Nella prima lettura, Giobbe, a metà del suo tempestoso contendere con Dio,
intravede un barlume di speranza. Egli, intuendo che il Dio vivente è della sua
parte, fa un atto di fede nella risurrezione: “Io so che il mio redentore è
vivo e che, ultimo, si ergerà sulla polvere! […] e i miei occhi lo
contempleranno”. Chi sia il “redentore” di cui parla Giobbe, lo illustrano le
altre due letture. Nel secondo brano biblico, san Paolo afferma che “la
speranza non delude” Infatti se “quando eravamo ancora peccatori, Cristo è
morto per noi”, può perderci ora che siamo stati da lui “riconciliati” con
Dio?. Il brano evangelico conferma che chi crede nel Figlio di Dio ha la vita
eterna, ed egli lo risusciterà nell’ultimo giorno. Su questa linea, i cinque
prefazi dei defunti esaltano la speranza nella vita futura fondata sulla
risurrezione di Cristo: “In Cristo tuo Figlio, nostro salvatore rifulge a noi
la speranza della beata risurrezione” (I); “Egli prendendo su di sé la nostra
morte ci ha liberati dalla morte e sacrificando la sua vita ci ha aperto il
passaggio alla vita immortale” (II); “Egli è la salvezza del mondo, la vita
senza fine e la risurrezione dei morti” (III); “per la morte redentrice del tuo
Figlio, la tua potenza ci risveglia alla gloria della risurrezione” (IV);
“Cristo con la sua vittoria ci redime dalla morte e ci richiama con sé a nuova
vita” (V). La morte acquista tutto il suo significato solo se riportata alla
dimensione e illuminazione cristologica.
Siamo abituati a ricordare in questo
mese autunnale di novembre i nostri cari defunti. Nonostante la morte e al di
là di essa, noi speriamo che la vicenda storica dell’uomo su questa terra avrà
una conclusione positiva. Ci attende non il vuoto, non il nulla, ma l’incontro
definitivo con il nostro Redentore. Per il cristiano la morte è una nuova
nascita: “come tutti muoiono in Adamo, così tutti in Cristo riavranno la vita”
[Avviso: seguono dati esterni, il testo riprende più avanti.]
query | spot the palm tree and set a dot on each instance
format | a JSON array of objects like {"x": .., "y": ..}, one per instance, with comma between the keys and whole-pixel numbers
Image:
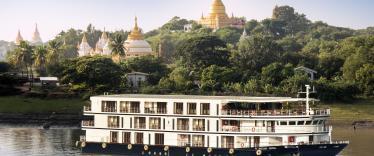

(antifona d’inizio; cf. 1 Cor 15,22). Con la morte cadono tutti i limiti della
nostra condizione terrena per essere liberi pienamente e definitivamente nella
totalità della nostra esperienza, portando con noi la nostra storia che in
qualche modo ritroveremo in Dio. Con la preghiera del salmo responsoriale,
abbiamo esclamato: “Contemplerò la bontà del Signore nella terra dei viventi ”;
“dimora di luce e di pace”, dice l’orazione dopo la comunione”. Sono immagini
con cui la Bibbia esprime la beatitudine eterna a cui siamo tutti chiamati.